# December Voting Poll



## Ivyacres (Jun 3, 2011)

These are all wonderful examples of muddy goldens. 
I've picked my favorites, have you?


----------



## CAROLINA MOM (May 12, 2009)

Look at all those happy muddy goldens!


----------



## Ivyacres (Jun 3, 2011)

This is great, the votes are rolling in!


----------



## Ivyacres (Jun 3, 2011)

This poll will close on December 27th.


----------



## Ivyacres (Jun 3, 2011)

There is still time to vote before the poll closes on December 27th at 3:11pm.


----------



## Ivyacres (Jun 3, 2011)

Ivyacres said:


> There is still time to vote before the poll closes on December 27th at 3:11pm.
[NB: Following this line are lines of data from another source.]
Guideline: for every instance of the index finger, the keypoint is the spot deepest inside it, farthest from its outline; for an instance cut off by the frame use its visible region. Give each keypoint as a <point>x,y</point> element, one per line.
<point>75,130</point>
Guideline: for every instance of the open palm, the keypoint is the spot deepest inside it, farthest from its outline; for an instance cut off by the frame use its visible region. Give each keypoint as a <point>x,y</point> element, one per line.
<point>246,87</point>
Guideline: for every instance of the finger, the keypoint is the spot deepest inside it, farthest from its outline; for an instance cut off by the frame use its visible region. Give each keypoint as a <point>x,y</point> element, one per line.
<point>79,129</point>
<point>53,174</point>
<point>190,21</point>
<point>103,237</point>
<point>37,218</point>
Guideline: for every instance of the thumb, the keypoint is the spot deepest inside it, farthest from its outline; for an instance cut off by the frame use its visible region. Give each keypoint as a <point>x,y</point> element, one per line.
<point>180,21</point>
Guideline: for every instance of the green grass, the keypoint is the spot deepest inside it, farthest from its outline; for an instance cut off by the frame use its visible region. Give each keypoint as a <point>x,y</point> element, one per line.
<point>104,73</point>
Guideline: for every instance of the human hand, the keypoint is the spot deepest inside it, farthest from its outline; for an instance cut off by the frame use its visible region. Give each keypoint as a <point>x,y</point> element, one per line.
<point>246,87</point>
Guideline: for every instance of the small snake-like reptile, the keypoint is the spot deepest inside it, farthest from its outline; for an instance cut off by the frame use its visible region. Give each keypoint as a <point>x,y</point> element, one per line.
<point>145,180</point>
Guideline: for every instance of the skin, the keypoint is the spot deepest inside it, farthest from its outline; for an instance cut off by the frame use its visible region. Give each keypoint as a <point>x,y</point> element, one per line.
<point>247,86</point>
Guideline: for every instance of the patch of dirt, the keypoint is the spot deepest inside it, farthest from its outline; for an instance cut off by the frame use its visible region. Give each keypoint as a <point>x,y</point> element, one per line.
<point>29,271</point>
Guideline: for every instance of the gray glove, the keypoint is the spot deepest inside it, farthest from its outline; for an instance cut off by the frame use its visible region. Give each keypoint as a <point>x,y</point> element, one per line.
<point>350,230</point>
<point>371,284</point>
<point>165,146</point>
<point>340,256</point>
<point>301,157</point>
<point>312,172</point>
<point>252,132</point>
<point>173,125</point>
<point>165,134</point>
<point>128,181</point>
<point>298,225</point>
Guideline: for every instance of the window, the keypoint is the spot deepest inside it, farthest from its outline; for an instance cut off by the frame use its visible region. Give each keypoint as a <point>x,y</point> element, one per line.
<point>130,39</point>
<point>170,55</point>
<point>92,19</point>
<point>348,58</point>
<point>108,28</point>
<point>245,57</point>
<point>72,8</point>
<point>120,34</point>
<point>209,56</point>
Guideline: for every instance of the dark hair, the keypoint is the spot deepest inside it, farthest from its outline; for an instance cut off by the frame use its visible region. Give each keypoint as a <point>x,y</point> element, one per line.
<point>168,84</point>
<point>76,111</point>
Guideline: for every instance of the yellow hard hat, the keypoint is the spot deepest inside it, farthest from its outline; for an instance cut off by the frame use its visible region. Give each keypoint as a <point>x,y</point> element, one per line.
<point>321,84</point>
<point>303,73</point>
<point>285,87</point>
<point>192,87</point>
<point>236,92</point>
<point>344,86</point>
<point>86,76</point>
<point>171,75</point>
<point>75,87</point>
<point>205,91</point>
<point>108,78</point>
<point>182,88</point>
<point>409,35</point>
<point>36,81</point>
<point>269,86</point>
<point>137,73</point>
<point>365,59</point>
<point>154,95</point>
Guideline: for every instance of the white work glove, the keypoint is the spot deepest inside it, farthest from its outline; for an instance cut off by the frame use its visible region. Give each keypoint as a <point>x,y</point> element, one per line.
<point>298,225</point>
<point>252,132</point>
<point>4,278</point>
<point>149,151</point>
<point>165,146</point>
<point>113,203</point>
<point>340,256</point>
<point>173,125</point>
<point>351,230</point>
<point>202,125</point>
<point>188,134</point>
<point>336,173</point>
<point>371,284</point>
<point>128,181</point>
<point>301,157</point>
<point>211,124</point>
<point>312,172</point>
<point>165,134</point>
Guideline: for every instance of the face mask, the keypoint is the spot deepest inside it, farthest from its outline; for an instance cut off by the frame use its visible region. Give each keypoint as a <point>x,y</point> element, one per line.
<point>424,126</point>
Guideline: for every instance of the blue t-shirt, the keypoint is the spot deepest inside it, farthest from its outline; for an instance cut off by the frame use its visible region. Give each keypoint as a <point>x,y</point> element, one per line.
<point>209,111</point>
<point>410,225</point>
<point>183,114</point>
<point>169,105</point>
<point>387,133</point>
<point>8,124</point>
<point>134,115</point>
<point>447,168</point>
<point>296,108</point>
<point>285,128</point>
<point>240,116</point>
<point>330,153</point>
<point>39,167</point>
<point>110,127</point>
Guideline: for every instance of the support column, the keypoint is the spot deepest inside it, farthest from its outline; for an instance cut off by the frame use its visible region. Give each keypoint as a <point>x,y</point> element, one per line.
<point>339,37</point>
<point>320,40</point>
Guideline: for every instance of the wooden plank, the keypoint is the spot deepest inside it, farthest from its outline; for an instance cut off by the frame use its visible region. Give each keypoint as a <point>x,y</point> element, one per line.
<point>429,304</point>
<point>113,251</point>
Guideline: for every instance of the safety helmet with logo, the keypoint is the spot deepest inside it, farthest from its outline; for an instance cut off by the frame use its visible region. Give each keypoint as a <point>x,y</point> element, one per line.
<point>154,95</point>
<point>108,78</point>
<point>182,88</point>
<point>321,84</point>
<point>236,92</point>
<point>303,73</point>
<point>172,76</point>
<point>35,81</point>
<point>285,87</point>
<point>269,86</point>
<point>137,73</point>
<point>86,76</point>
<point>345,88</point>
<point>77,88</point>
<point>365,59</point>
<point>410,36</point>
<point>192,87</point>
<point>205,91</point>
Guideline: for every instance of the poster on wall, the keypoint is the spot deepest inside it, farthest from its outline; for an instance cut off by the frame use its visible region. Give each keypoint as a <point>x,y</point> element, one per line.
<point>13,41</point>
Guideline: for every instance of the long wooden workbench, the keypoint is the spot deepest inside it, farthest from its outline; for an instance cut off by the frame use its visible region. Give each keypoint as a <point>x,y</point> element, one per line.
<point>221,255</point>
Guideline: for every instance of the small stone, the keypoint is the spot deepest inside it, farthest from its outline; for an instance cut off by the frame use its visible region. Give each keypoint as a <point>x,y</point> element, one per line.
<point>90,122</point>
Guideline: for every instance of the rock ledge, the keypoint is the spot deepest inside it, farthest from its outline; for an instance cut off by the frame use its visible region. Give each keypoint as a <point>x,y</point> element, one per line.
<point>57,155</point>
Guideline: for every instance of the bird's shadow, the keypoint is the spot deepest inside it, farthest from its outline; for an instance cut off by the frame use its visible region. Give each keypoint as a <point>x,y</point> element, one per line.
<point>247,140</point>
Take a minute out of your busy holiday weekend, relax while looking at awesome muddy golden picks then vote for your favorites.


----------



## 3goldens2keep (Feb 13, 2019)

Wow, Hudson is hard to beat! He is a true 'Mud Puppy'...


----------



## Ivyacres (Jun 3, 2011)

Bumping up


----------



## Ivyacres (Jun 3, 2011)

Ivyacres said:


> There is still time to vote before the poll closes on December 27th at 3:11pm.


The end time of this poll has changed....*This poll will close: Tomorrow at 10:11 AM. 
Don't forget to vote!*


----------



## Ivyacres (Jun 3, 2011)

Congratulations to *Hudson's Fan *for having the winning photo!


----------



## 3goldens2keep (Feb 13, 2019)

Hudson was hard to beat, when it comes to MUD! Congrats....well deserved win!


----------



## CAROLINA MOM (May 12, 2009)

Congrats Hudson's Fan!


----------



## Hudson's Fan (Dec 31, 2019)

Thank you ALL SO MUCH! She is so pretty even with mud packed on her face....and elsewhere! You made our Holiday Season a little more special with the FUN and recognition! Thanks again members....these beautiful animals/family members we all have bring so much JOY and FUN like this on this fine site help "tie a bow" on that for us all! 
With Love and Happiness,
HUDSON'S FAN.......


----------



## Deborus12 (Nov 5, 2017)

Congratulations Hudson's Fan. That picture is priceless 🤣


----------



## Deborus12 (Nov 5, 2017)

.


----------